Hay ciudades más fuertes que los siglos; el tiempo no las cambia. Las dominaciones se suceden en ellas; las civilizaciones se depositan en su alma como aluviones geológicos; pero ellas conservan a través de todas las épocas su carácter, su propio perfume, su ritmo y el rumor que las distinguen de todas las demás ciudades de la tierra. Nápoles fue, desde siempre, una de estas ciudades. Así había sido, así ha quedado y así quedará a lo largo de los siglos; medio africana y medio latina, con sus callejuelas apiñadas, su bullicioso hormigueo, su olor de aceite, de grasas, de azafrán y de pescado frito, su polvo color de sol, su ruido de cascabeles al cuello de las mulas.
Los griegos la organizaron, los romanos la conquistaron, la asolaron los bárbaros; bizantinos y normandos se turnaron un instante en ella como dueños; pero Nápoles absorbió, utilizó, fundió sus artes, sus leyes y sus lenguajes; y la imaginación de la calle se nutría de los recuerdos, de los ritos y de los mitos de sus conquistadores.
El pueblo no era griego, ni romano, ni bizantino; era el pueblo napolitano de siempre, ese pueblo que no se parece a ningún otro en el mundo, que usa la alegría como máscara de mimo para cubrir la tragedia de la miseria, que emplea el énfasis para salpimentar la monotonía de las horas, y cuya aparente pereza es sabiduría que consiste en no fingir actividad cuando no haya nada que hacer; un pueblo que ama la vida, que se ríe de los reveses del destino, que desprecia la agitación guerrera porque la paz, que raramente le fue concedida, no le aburre jamás.
En aquella época, y desde hacía unos cincuenta años, Nápoles había pasado de la dominación de los Hohenstaufen a la de los príncipes de Anjou. El establecimiento de éstos, llamados por la Santa Sede, se logró en medio de matanzas, represiones y asesinatos, que ensangrentaron entonces la península. Las dos más grandes aportaciones de la nueva monarquía fueron por una parte la industria de la lana, que fundaron en los arrabales para allegar fondos; y por otra, la enorme residencia, mezcla de palacio y fortaleza, que la monarquía se hizo construir cerca del mar por el arquitecto francés Pedro de Chaulnes, el Castillo Nuevo, gigantesco torreón rosado levantado hacia el cielo, al cual los napolitanos, tanto por su humor como por su apego a los antiguos cultos falicos, llamaron inmediatamente el Maschio Angiovino, el Macho Angevino.

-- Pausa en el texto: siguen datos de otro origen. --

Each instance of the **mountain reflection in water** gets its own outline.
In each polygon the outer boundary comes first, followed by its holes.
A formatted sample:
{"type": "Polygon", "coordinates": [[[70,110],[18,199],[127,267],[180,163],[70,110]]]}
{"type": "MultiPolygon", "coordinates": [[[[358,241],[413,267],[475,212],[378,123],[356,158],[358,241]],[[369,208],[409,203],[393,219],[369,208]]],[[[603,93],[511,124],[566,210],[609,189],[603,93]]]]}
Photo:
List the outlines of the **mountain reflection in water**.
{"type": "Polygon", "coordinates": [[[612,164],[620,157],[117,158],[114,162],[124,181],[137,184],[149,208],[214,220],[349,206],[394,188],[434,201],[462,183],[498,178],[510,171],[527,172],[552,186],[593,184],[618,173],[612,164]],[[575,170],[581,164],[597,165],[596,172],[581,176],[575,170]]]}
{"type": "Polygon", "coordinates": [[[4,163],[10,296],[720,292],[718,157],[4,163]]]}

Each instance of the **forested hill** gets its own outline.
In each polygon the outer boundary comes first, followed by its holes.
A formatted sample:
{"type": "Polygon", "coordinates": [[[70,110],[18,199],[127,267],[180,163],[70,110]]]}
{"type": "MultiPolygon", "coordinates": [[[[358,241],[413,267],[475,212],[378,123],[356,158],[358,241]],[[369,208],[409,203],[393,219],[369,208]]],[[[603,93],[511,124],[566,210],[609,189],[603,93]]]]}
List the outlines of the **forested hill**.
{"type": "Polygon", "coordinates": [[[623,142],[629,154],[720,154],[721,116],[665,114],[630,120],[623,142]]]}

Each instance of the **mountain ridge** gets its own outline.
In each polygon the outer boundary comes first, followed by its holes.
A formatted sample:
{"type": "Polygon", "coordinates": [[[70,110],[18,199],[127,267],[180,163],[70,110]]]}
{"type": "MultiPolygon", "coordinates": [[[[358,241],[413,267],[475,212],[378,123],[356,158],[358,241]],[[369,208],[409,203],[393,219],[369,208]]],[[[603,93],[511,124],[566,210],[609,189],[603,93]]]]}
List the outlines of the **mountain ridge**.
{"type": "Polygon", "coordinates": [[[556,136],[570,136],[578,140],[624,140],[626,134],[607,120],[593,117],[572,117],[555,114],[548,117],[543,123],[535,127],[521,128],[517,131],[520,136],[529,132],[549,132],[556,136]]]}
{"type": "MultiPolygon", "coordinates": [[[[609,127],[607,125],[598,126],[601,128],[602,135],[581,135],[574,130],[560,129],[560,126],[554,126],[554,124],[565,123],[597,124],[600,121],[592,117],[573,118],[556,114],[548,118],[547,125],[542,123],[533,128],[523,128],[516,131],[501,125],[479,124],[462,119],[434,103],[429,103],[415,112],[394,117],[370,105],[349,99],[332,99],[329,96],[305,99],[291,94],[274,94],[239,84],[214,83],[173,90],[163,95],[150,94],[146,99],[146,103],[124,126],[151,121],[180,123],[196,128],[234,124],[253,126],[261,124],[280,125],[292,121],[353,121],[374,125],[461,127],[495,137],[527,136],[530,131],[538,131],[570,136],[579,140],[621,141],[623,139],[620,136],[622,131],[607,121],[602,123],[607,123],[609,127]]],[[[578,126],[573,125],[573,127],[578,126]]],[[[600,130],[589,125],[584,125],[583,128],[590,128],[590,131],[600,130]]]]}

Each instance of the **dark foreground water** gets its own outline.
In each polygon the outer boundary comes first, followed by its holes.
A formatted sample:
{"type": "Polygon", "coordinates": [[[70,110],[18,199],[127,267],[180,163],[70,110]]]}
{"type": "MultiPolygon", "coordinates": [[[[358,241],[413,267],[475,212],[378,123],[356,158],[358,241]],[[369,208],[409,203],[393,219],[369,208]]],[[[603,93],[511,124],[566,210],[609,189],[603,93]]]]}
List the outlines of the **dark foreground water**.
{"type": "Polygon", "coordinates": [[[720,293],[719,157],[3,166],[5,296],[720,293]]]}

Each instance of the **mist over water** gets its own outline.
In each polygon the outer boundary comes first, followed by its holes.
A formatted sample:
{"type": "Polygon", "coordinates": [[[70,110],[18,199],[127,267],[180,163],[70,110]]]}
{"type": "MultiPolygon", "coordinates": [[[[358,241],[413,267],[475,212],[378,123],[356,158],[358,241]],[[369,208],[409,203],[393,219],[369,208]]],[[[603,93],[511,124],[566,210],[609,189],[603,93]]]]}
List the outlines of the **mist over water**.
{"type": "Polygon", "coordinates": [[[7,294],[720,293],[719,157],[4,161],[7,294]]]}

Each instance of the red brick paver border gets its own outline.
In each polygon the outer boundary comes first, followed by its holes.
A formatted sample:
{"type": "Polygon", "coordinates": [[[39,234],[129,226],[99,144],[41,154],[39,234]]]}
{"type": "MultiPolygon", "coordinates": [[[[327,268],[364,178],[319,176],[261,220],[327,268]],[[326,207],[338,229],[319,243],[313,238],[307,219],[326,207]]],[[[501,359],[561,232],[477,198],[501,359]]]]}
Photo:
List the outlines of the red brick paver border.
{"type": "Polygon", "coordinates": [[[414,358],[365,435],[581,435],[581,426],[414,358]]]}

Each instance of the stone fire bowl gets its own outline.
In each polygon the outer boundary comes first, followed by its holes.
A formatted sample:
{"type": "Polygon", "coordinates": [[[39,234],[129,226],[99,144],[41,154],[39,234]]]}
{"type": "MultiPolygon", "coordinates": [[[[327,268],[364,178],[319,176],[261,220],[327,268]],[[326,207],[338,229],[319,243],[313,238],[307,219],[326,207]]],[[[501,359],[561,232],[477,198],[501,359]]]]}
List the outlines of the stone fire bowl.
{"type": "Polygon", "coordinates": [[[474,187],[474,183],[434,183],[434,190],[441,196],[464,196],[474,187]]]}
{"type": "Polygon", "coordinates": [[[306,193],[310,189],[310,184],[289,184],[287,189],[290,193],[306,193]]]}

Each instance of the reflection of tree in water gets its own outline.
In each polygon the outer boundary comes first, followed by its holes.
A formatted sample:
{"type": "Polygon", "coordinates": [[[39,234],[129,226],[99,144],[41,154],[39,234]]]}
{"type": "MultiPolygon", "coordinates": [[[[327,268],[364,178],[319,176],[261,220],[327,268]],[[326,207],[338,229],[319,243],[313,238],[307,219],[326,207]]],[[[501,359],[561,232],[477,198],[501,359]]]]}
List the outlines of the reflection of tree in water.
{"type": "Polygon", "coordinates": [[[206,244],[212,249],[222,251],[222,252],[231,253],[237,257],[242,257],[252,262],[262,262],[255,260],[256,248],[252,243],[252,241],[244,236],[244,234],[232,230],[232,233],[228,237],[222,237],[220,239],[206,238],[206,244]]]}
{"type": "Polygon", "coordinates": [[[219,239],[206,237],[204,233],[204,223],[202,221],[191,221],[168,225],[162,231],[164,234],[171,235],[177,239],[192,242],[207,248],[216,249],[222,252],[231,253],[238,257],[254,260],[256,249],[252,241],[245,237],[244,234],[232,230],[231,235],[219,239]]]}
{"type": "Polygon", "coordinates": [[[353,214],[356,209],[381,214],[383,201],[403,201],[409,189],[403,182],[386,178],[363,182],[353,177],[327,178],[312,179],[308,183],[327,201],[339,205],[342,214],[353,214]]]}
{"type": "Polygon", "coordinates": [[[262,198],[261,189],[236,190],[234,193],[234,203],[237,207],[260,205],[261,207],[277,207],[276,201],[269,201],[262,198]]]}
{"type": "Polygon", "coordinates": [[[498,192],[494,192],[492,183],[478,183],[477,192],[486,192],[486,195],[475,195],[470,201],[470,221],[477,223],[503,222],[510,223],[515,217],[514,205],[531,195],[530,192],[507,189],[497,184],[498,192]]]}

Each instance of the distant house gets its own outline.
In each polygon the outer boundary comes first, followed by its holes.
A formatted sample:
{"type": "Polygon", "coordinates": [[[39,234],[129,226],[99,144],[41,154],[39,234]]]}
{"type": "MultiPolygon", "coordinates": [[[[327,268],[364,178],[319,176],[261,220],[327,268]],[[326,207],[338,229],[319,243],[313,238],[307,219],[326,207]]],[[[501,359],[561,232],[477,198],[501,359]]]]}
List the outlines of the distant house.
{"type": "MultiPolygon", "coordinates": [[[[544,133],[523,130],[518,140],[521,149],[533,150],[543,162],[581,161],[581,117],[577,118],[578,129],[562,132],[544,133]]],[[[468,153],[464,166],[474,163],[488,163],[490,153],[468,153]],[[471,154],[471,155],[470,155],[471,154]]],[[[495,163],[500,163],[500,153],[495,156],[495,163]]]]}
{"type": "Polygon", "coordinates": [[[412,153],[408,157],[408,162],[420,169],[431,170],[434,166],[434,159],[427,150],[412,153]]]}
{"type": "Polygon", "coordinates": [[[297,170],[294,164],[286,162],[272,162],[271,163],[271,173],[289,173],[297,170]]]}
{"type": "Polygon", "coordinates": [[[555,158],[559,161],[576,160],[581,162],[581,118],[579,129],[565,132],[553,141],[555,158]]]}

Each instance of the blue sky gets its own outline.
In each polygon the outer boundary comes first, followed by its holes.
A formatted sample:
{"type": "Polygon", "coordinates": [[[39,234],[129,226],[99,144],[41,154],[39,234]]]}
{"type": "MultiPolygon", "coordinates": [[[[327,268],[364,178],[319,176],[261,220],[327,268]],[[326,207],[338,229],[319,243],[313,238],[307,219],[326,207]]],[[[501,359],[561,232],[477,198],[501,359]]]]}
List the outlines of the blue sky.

Una mañana de enero de 1315, en una pieza alta de este castillo, Roberto Oderisi, joven pintor napolitano discípulo de Giotto, contemplaba el retrato que acababa de concluir, el cual constituía la parte central de un tríptico. Inmóvil delante del caballete, con el pincel entre los dientes, se hallaba embebido en el examen de su cuadro en donde el óleo todavía fresco despedía húmedos reflejos. Se preguntaba si un toque de amarillo más pálido, o por el contrario de amarillo ligeramente anaranjado no habría plasmado mejor el brillo dorado de los cabellos, si la frente era bastante clara, si los ojos, aquellos ojos azules, y algo redondos, lograban expresar perfectamente la vida. La forma era aquélla, desde luego, ¡la forma!... ¿Pero y la mirada? ¿Qué tenía la mirada? ¿Un puntito de blanco en la pupila? ¿Una sombra un poco más extendida en el rabillo del ojo? ¡Cómo lograr jamás, mediante colores molidos y dispuestos los unos al lado de los otros, reproducir la realidad de un rostro y las extrañas variaciones de luz sobre el contorno de las formas! Tal vez no eran los ojos, después de todo, su preocupación, sino la transparencia de la nariz, o bien el claro brillo de los labios...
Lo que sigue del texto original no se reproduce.